Monday, April 14, 2014

Riot Campaign - the background


As I planned my Riot campaign, I also started thinking about the geography and political setting of my Dwarven Peasant Revolt. It occurred to me that just as my figures came from a few companies, perhaps my dwarven kingdom also had a few provinces and regions, and that the dwarves, although a single kingdom here, were not as uniform across the kingdom.

I base the basic geography of the kingdom after Germany. The whole kingdom is in the shape of an irregular pentagon. On the northwest it borders the sea; to the northeast it continues into the tundra; on the other three sides it is surrounded by mountain ranges. The land is relatively flat and open to the north of the country, and gradually rises and increases in forest coverage, until it reaches the mountain ranges that marks the kingdom's border.

The northwest region of the kingdom, which borders the sea to its north and the human Barony to the west, is called Hassel-Freesia. The dwarves in this region are the most cosmopolitan and "humanised" in the kingdom. As they border the Barony and have a sea port, they are also the richest in the kingdom and control the salt trade. They wield political power that is disproportionate to the size of their population.

The region to the northeast is known as Sciboria. A relatively new addition to the dwarven kingdom, the region, while less developed than the older provinces, possesses more mineral wealth and thus also political clout.
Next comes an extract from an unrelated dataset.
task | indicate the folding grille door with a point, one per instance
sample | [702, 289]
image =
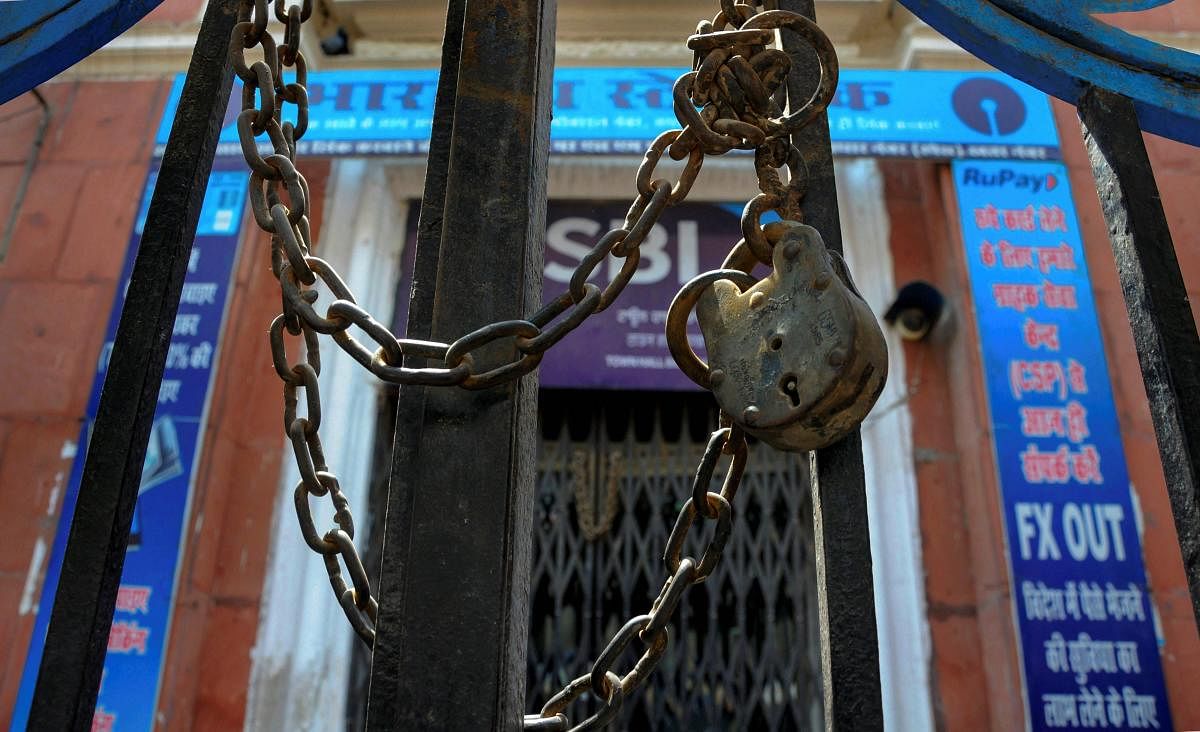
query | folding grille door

The heart of the dwarven kingdom and the oldest province is Lotringia, and spans the northern plains to the forested central uplands to the mountain ranges. Many of the oldest mountain halls are in decline as the dwarves, never a populous race, head northeast or northwest to seek their fortunes as the mineral wealth run out, but Lotringia is still the cultural heartland of the dwarves and the dwelling place of the king. Population is centred around towns along the rivers flowing to the coast, which form the major transport routes of the kingdom.

To the southwest corner of the kingdom is the region of Redboxia. Lacking even the rivers which make trade viable, the region is considered the most primitive of the kingdom, and its people are fiercely independent.

The prelude to the Revolt is the Human-Dwarf Alliance against the Goblins, which was the setting for our Strandhogg games which we played a couple of years back. To wage the war the dwarven king had to raise funds. To do this he instituted a number of taxes, including a widely hated salt tax. The situation is aggravated by the demand for salt from Sciboria (both for preserving food and the fur trade), which drives up the prices many folds. Hassel-Freesia, which had the only major saltwork in the kingdom and also imported salt from the Barony profited from this.

The resulting resentment amongst the Lotringians and Redboxians will boil over to open revolt in the near future...

2 comments:

fatgoblin said...

wouldn't the salt tax hit the main supplier and consumers the most?

captain arjun said...

Because the Hassel-Freesians have a monopoly, they can just pass the cost on to the consumers.

The Sciborians can afford the higher price because they also have commodities to sell.

The Lotringians exist more on a domestic economy, so when the price of an essential import goes up, they suffer the most.